While some games were guilty of having too many good characters, suffering the curse of vote-splitting as a result, this winner held up even with stiff competition from within. While Life Is Strange’s lead protagonist Max got some consideration as well, as so often happens it’s the spunky sidekick that gets the juiciest role. Chloe Price is fun to be around, always doing the unexpected, and able to draw Max out of her shell. She has a selfish streak and anger that makes her push people away, but she cares deeply about her few friends and is willing to put herself on the line for them. The blue-haired rebel with the turbulent home life grabs the Best Character reader award that Chloe would probably pretend means nothing to her. But we know better: her tough-talking, risk-taking swagger is just a façade for her hidden insecurities. She’d secretly be thrilled.
Like there was any doubt! Tex would arguably be top-five on a best character of all time list, so he had no trouble taking the crown for 2014, even in a field of strong contenders. Smarter than Smart Alex. More charming than a sentry robot. Up on the rooftops using a zipline, down in the labyrinth sneaking past cloaked guards. We needed a stubborn hero, a wise-cracking lover. We needed a detective with a bullet hole in his fedora. For sixteen years we needed Tex Murphy. He finally returned, and nothing says “welcome back” quite like a unanimous Aggie Award.
Swiss Constable Anton Zellner is anything but your prototypical adventure game protagonist. He’s middle-aged, overweight, and bald, and he’s done nothing to distinguish himself in his career. But he’s also delightfully amiable, and his playful sense of humour belies a stubborn streak that makes him so determined to succeed in his latest assignment. He’s a most unusual choice of heroes, and a breath of fresh air that earned The Raven star the best character honours from our readers.

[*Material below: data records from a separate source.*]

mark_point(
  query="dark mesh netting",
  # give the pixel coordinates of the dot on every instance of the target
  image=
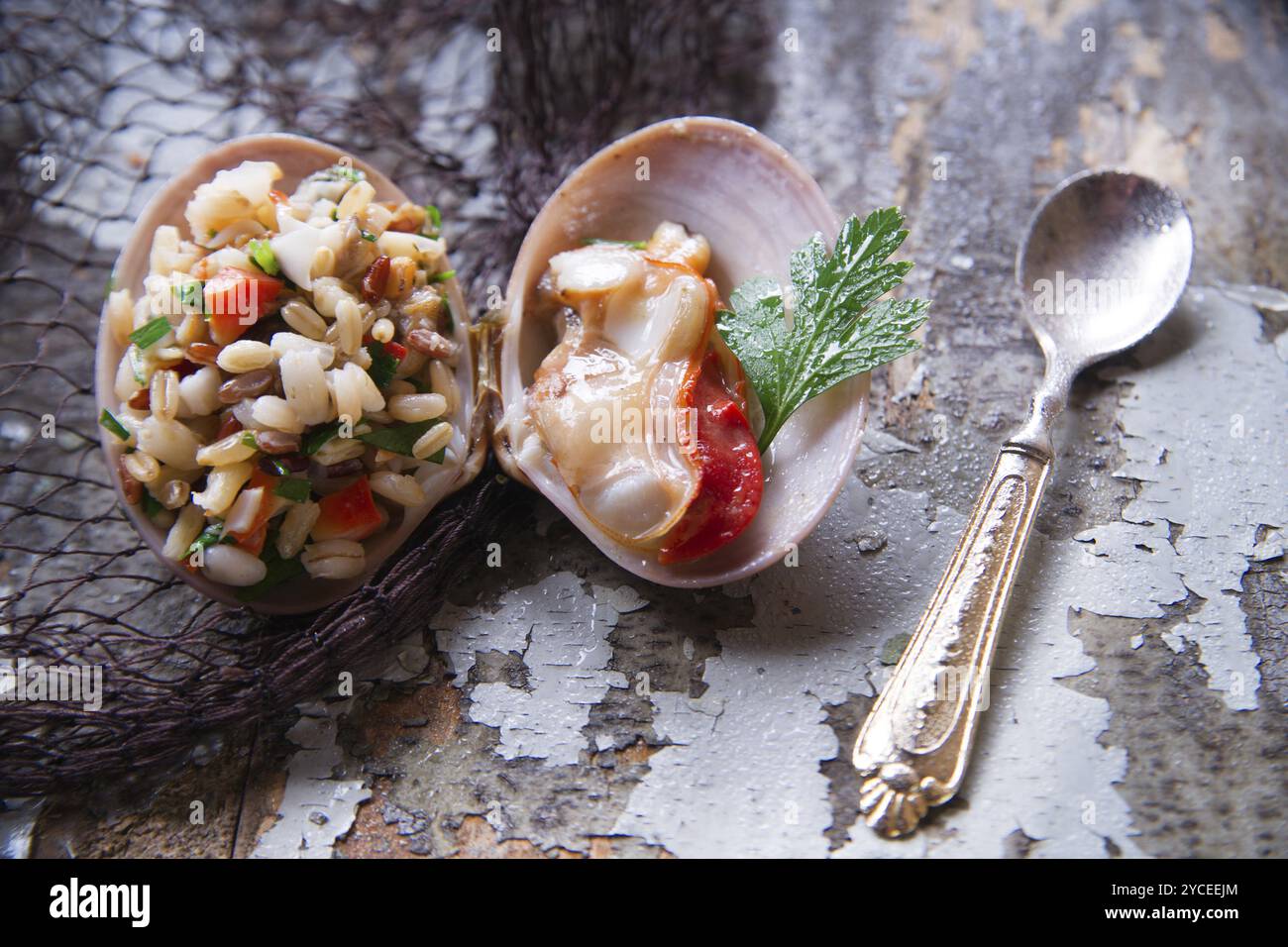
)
(101, 103)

See what we mean? It was impossible not to fall in love with eight-year-old Clementine, separated from her parents and forced to face the end of the world with a group of disparate strangers. And just like us, you were equally impressed with her friend and protector, Lee Everett, who fell short of Clem by one – count it, ONE – vote. (Apparently someone out there hasn't played the final episode yet!) But they're a powerful duo, and clearly left a deep impression on all of us.
How can you not love a shy, adorable little Welsh-accented gnome who bravely confronts his fears with the fate of the world resting in his hands? You readers were certainly fond of Wilbur Weathervane, voting him the top character of the year in an extraordinarily competitive race that settled lots of in-game debates along the way (Wheatley over GLaDOS; Sam over Styles; Doc over Marty; Harvey over Edna; Joey over Rosa; and Missile over Sissel).
Apparently everybody loves clowns, too (at least, those who aren’t afraid of them). In a wonderfully diverse race that included characters from 22 different games, The Whispered World’s childlike protagonist won over hearts with his determination to overcome not only the physical obstacles standing in the way of saving the world, but his own fatalistic cynicism as well.